İsrail Başbakanı Binyamin Netanyahu’nun oğlu Avner Netanyahu, 2022 yılında eğitim amacıyla İngiltere’ye gitmeden önce ismini ‘Avi Segal’ olarak değiştirdi. Bu yeni kimlikle İngiltere’de üniversite kaydı yaptıran Avner, aynı zamanda bir daire de satın aldı.
Yerel medyadan aktarılan bilgilere göre, Binyamin Netanyahu’nun muhalefet dönemindeki İngiltere seyahati sırasında yoğun Müslüman nüfus bulunan bir bölgede ‘Netanyahu’ soyadıyla tanınmaktan korkarak kimliğini gizlemeye çalıştı ve ‘Avi Segal’ ismini kullanmaya başladı.
Avner, babasının soyadını kullanmamak için İsrail kimliğindeki adını bir yandan babaannesinin soyadıyla ‘Avi Segal’ şeklinde değiştirdiğin belirtti. Müslüman bir toplumda bu isimle dolaşmanın kendisine korku verdiğini de ekleyerek, ehliyet ve pasaportundaki isminin de bu şekilde olduğunu ifade etti.
502 BİN STERLİNE DAİRE ALDI
İngiltere’de ‘Avi Segal’ adıyla 502 bin sterline bir daire satın aldığı ortaya çıkan Avner’in bu alımı nakit olarak gerçekleştirdiği öğrenildi. Ayrıca, Oxford Üniversitesi’nde yüksek lisans eğitimine başlamadan önce, babasıyla olan bağlarını gizleyip kaydını da bu isimle yaptırdı.
İsrail yasaları uyarınca, yurt dışından edinilen ve değeri 2 milyon İsrail şekelinin altında olan taşınmazların vergi dairesine bildirilmesi gerekmiyor. Bu nedenle Avner’in, sterlinin şekele karşı en zayıf olduğu dönemde aldığı dairenin toplam bedelinin 1,97 milyon şekel olduğu için bildirimde bulunmadığı ifade edildi.
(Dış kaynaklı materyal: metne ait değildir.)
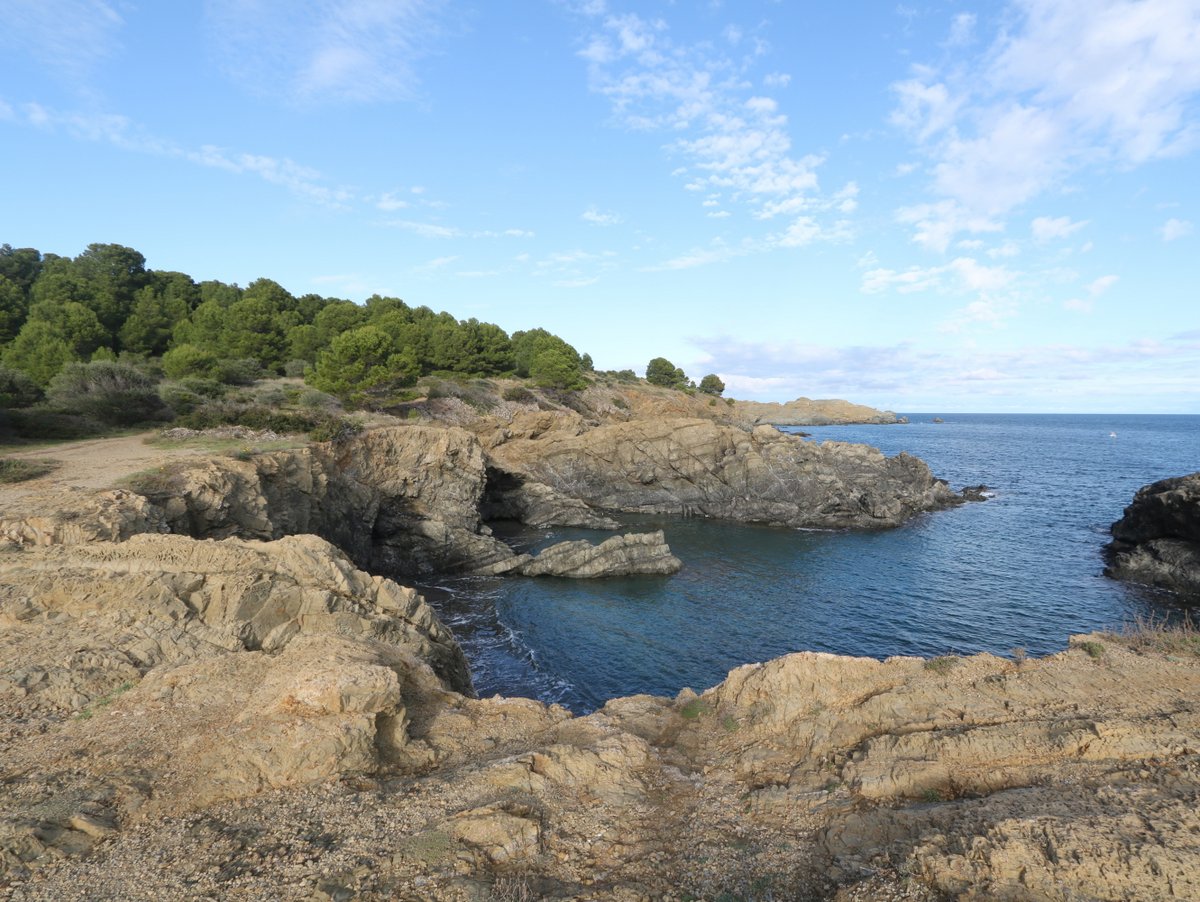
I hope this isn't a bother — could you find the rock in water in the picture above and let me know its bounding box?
[488,417,961,529]
[517,529,683,578]
[1104,473,1200,597]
Daire alımının kaynağı sorulduğunda, Avner bu kaynağın ailesi olduğunu dile getirdi.
Avner’in 7 Ekim 2023’ten sonra İngiltere’den İsrail’e döndüğü kaydedildi.
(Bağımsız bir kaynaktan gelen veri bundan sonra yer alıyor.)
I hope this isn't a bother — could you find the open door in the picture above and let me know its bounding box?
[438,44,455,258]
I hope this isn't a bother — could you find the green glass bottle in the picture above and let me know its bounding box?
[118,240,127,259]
İsrail medyası, Netanyahu ailesinin pek çok mülkü bulunduğunu ve Avner’in İngiltere’den aldığı dairenin de bunlar arasında yer aldığını bildirdi.
DİĞER OĞLU İFADEYE ÇAĞRILDI
Öte yandan, Binyamin Netanyahu’nun diğer oğlu Yair, hak sahibi olmayan kişilere diplomatik pasaport verilmesiyle ilgili süregelen soruşturma çerçevesinde İsrail polisinin yolsuzlukla mücadele birimi ‘Lahav 433’ tarafından ifadeye çağırıldı. Yair’in, bu pasaportun hak sahibi olmadığına dair şüphe bulunduğu ve İsrail iç istihbarat teşkilatı Şin-Bet’in bu durumun gerekli olmadığına inandığı belirtildi.